Without even trying, Rory McIlroy won his fifth Race to Dubai championship on Sunday after winning the Nedbank Golf Challenge made it impossible for him to be caught.
The £1.6 million Race to Dubai prize won by Rory McIlroy is a small portion of the season-long bonus awarded by LIV Golf, one of the DP World Tour’s fiercest rivals.
Without even trying the course, McIlroy successfully defended his Race to Dubai title on Sunday for the second time in his career. This week at the DP World Tour Championship, the Northern Irishman was scheduled to compete for the yearlong title, but the pack of competitors is no longer able to catch up to him.
After the Nedbank Golf Challenge concluded, the winner was officially announced. It turned out that none of the four-time major champion’s closest rivals had accumulated enough points in South Africa to advance the competition to the last week of play.

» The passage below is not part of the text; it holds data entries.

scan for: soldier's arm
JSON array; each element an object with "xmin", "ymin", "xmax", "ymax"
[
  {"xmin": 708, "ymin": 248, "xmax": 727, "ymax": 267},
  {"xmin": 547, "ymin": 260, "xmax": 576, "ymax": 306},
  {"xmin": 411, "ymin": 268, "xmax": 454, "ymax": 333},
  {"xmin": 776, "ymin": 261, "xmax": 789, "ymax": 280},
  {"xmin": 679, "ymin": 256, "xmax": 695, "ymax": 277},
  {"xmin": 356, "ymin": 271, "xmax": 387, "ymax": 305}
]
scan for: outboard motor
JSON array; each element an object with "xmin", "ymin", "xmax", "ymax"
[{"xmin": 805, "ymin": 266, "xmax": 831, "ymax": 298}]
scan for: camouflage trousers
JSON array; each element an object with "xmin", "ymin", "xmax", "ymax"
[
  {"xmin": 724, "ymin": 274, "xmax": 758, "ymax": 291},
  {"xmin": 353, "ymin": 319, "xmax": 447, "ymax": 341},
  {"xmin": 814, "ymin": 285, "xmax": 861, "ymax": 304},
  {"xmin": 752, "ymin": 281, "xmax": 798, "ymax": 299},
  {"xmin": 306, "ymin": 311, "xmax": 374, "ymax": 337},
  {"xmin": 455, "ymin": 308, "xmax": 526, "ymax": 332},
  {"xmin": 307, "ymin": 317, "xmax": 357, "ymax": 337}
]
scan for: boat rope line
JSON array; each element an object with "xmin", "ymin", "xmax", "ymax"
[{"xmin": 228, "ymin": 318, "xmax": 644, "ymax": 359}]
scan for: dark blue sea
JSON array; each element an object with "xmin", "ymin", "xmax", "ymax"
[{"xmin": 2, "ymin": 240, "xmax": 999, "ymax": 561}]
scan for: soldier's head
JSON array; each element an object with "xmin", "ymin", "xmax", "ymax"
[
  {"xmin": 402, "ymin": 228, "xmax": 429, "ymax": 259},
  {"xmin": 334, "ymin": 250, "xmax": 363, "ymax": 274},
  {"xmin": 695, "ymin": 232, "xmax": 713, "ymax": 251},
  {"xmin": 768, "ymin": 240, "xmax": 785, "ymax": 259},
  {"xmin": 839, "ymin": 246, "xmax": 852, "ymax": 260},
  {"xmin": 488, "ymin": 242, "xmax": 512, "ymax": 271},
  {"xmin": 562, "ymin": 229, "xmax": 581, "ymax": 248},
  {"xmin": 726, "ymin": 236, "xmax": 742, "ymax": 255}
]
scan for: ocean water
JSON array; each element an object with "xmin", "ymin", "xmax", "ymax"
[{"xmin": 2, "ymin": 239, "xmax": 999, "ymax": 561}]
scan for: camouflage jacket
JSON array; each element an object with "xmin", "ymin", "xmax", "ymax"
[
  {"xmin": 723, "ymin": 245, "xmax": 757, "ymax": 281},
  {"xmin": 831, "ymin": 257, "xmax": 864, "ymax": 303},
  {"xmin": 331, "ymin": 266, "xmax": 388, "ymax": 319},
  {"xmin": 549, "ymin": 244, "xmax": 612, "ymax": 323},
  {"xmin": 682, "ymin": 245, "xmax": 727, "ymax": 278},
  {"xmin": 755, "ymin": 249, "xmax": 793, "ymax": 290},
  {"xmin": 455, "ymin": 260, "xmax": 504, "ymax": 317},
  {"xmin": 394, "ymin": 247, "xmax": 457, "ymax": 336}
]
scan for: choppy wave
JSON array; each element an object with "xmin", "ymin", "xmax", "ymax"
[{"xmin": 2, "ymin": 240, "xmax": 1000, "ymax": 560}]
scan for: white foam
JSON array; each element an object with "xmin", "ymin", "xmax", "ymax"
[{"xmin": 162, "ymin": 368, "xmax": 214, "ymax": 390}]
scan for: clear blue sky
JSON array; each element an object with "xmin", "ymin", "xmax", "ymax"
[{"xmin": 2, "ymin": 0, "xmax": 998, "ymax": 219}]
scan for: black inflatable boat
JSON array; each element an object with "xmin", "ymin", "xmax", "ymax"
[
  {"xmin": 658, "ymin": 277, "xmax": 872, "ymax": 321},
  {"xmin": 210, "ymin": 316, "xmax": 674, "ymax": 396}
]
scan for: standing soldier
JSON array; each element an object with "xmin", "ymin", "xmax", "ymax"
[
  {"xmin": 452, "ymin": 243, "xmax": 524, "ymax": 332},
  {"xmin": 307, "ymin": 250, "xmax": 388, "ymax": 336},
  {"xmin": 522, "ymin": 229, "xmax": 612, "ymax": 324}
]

The win is the fifth time McIlroy has been crowned the Wentworth-based circuit’s top player, and it came with a nice bonus of £1.6 million ($2m) too. The season-long bonus takes the world No. 3’s on-course earnings for the year to £18.2 million, but his DP World Tour figure is dwarfed by LIV’s top prize.
The breakaway league’s own 2023 Order of Merit was won by American Talor Gooch, as he fended off the likes of Brooks Koepka and Cam Smith to land an eye-watering £14.7 million ($18m) prize. Gooch impressed throughout the year, winning on three occasions, and his bonus last month made him pro golf’s top earner for 2023.
Throughout 2023, Gooch earned an incredible £30.6 million ($37.5 million) in total, making it a year to remember for the American. As one of golf’s and sport’s wealthiest athletes, McIlroy won’t be too concerned about the disparity in prize money.
Following the Saudi-backed league’s matchup with the PGA Tour, McIlroy has become one of LIV Golf’s harshest critics amid the league’s meteoric rise over the previous 17 months. The Northern Irishman has been more circumspect about LIV in recent months as a possible merger between the competing tours has been rumored.
Earlier this month though, the 34-year-old appeared to reignite the feud when claiming the breakaway league was in ‘no man’s land’. McIlroy made the jibe whilst discussing his new venture with Tiger Woods, with the pair set to launch an innovative golf league named ‘TGL’.
24 PGA Tour players will compete across six teams on the stadium-based circuit, and in recent months the league has drawn strong comparisons to its LIV rivals. Rubbishing the similarities, McIlroy said: “I think [TGL] is meant to be complimentary [to professional golf], this is not meant to be disrespectful in any way.
“One of the first things Tiger and I said when Mike [McCarley] presented this idea to us was, ‘If we are going to do this, we are going to have to partner with the PGA Tour in some way and make this complimentary.'” That was the initial action. This was a “how can we be added into the entire system” situation rather than an antagonistic one at all.
“I don’t want to sit here and talk about LIV but you could make the argument that they haven’t innovated enough from what traditional golf is, or they have innovated too much that they not traditional golf. They are sort of caught in no-man’s land, whereas this is so far removed from what we know golf to be.”